AI-Generated Summary

## Purpose The legislation, titled the Stop Spying Bosses Act, aims to restrict employers from collecting or using certain types of worker data for prohibited purposes, require disclosures about data practices, grant workers access and correction rights, and establish enforcement mechanisms. It seeks to limit surveillance, monitoring, and data collection related to employees and job applicants while promoting transparency and accountability in workplace technology use.

## Key Provisions

## Significant Changes to Existing Law This bill introduces new federal standards for worker data practices, expanding beyond existing labor and privacy laws by imposing minimization rules, mandatory disclosures, and access rights not previously required under the Fair Labor Standards Act or similar statutes. It creates a dedicated regulatory division and private right of action with specific damages and anti-arbitration provisions. It applies existing enforcement frameworks (e.g., from the Fair Labor Standards Act) to these new obligations and includes targeted rules for congressional, presidential, and certain federal employees. Sovereign immunity waivers for states and tribes receiving federal funds represent a notable expansion of remedies.

## Potential Impacts

## Main Stakeholders Affected

## Notable Legal, Constitutional, or Political Implications The bill creates a private right of action and statutory damages framework, potentially increasing litigation. It waives sovereign immunity for states and tribes under specific conditions tied to federal funding, raising questions about federal-state relations. Advisory boards are exempt from standard federal committee rules.

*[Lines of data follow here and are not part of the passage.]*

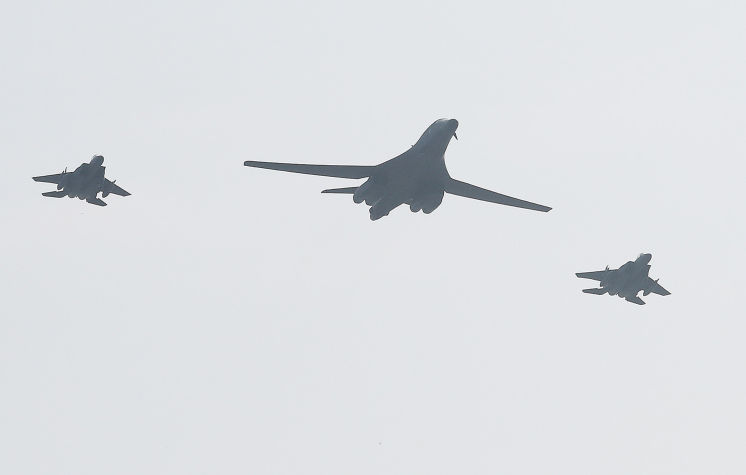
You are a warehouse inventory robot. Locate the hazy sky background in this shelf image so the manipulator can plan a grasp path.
[0,1,746,475]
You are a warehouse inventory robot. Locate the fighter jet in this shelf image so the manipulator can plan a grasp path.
[575,254,671,305]
[33,155,129,206]
[244,119,552,221]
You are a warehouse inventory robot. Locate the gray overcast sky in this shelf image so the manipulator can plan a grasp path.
[0,1,746,475]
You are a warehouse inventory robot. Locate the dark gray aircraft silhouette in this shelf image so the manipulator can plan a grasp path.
[575,254,671,305]
[244,119,552,221]
[33,155,129,206]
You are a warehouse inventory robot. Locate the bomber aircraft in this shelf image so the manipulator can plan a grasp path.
[244,119,552,221]
[33,155,129,206]
[575,254,671,305]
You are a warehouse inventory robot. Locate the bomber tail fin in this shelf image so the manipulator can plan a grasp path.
[583,287,607,295]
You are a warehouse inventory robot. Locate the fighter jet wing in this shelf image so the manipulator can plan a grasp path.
[243,160,376,178]
[33,173,64,184]
[103,178,130,198]
[648,277,671,295]
[575,270,613,280]
[445,179,552,213]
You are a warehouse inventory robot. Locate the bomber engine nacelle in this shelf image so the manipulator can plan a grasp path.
[101,180,116,198]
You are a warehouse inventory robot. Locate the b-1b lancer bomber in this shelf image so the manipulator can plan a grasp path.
[575,254,671,305]
[33,155,129,206]
[244,119,552,221]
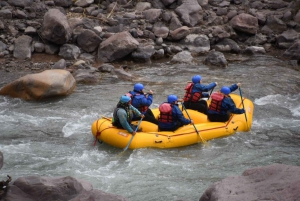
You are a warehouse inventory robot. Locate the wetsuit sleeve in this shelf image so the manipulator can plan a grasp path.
[142,94,153,107]
[224,98,244,114]
[173,106,191,125]
[229,84,239,92]
[129,105,141,116]
[193,82,217,98]
[117,109,133,133]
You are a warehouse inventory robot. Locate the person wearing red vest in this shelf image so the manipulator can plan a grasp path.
[127,83,158,124]
[158,94,193,131]
[207,83,245,122]
[183,75,218,114]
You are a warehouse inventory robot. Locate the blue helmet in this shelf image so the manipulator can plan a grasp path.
[120,95,131,103]
[192,75,202,84]
[168,94,178,103]
[220,87,231,95]
[133,83,144,91]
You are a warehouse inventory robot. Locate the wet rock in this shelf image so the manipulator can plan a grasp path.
[52,59,67,69]
[41,9,72,45]
[175,0,202,27]
[98,31,139,62]
[131,45,155,62]
[243,46,266,54]
[170,26,190,41]
[199,164,300,201]
[77,29,102,52]
[229,13,259,34]
[283,40,300,61]
[143,9,161,24]
[0,151,3,169]
[171,51,193,64]
[58,44,80,60]
[180,34,210,54]
[14,35,32,59]
[214,38,241,53]
[0,69,76,100]
[203,51,228,68]
[5,176,127,201]
[276,29,299,49]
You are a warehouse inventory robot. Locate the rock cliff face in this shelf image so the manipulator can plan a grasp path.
[199,164,300,201]
[0,0,300,74]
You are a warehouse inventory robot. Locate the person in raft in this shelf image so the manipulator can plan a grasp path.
[183,75,218,114]
[112,95,144,135]
[158,94,194,131]
[126,83,158,124]
[207,83,245,122]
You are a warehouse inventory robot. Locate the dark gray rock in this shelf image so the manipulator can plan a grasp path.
[199,164,300,201]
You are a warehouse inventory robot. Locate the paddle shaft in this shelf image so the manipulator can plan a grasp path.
[207,87,215,100]
[239,87,248,127]
[182,104,206,143]
[124,118,143,151]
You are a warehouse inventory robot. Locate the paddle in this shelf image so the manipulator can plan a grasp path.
[123,118,143,152]
[181,104,206,143]
[239,87,249,130]
[207,86,215,100]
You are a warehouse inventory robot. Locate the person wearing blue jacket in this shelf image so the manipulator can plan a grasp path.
[127,83,158,124]
[207,83,245,122]
[112,95,144,135]
[158,94,193,131]
[183,75,218,114]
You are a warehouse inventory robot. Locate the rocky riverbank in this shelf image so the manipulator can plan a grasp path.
[0,0,300,83]
[0,0,300,200]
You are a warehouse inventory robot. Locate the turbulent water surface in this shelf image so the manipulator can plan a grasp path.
[0,56,300,201]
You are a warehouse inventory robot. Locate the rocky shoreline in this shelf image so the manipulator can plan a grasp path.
[0,0,300,201]
[0,0,300,83]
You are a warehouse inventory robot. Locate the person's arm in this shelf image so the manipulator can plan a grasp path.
[173,106,192,125]
[229,83,241,92]
[129,105,142,116]
[117,109,133,133]
[225,98,245,114]
[142,94,153,107]
[195,82,217,98]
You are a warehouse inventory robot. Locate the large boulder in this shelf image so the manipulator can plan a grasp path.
[203,50,228,68]
[229,13,259,34]
[0,69,76,100]
[41,9,72,45]
[175,0,203,27]
[14,35,32,59]
[4,176,127,201]
[98,31,139,62]
[0,151,3,169]
[199,164,300,201]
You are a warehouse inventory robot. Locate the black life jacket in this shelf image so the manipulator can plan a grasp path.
[126,92,149,113]
[208,92,225,112]
[183,83,202,102]
[158,103,173,123]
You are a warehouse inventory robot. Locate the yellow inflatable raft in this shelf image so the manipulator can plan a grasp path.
[91,94,254,149]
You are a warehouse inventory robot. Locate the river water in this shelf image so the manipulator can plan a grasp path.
[0,56,300,201]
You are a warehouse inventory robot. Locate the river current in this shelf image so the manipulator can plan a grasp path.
[0,56,300,201]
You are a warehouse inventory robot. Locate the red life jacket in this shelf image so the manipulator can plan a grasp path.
[158,103,173,123]
[126,92,149,113]
[183,83,202,102]
[208,92,225,112]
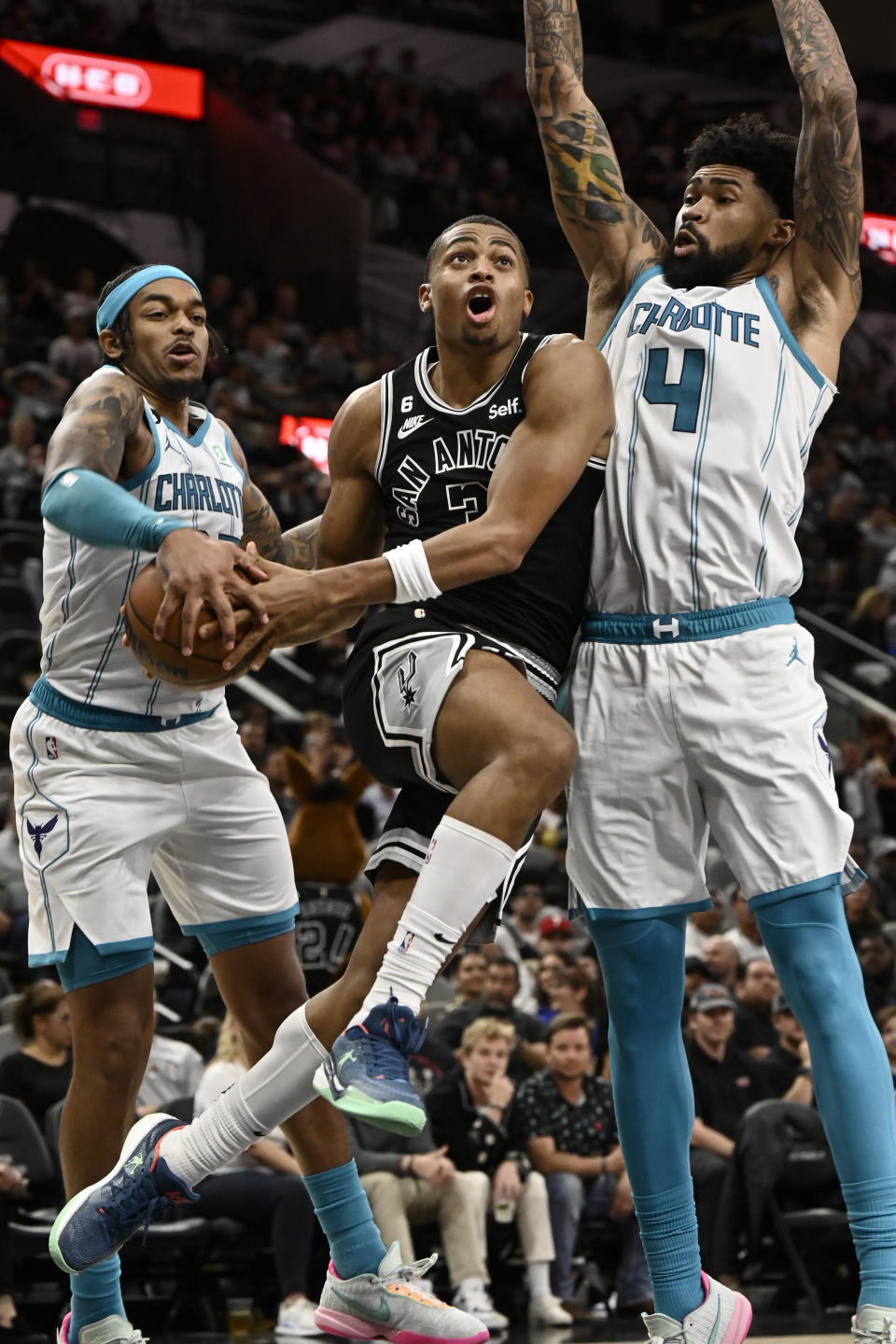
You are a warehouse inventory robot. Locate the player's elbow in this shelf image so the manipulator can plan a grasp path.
[489,526,529,575]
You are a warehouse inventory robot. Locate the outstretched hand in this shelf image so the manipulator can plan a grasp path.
[153,528,267,654]
[199,543,330,672]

The legislation preserves existing authorities (e.g., FTC, NLRB) without preemption and includes whistleblower safeguards. No direct constitutional challenges are addressed in the text, though data minimization rules may intersect with free speech or privacy precedents. Political implications include stronger worker protections in data-heavy industries and new oversight structures.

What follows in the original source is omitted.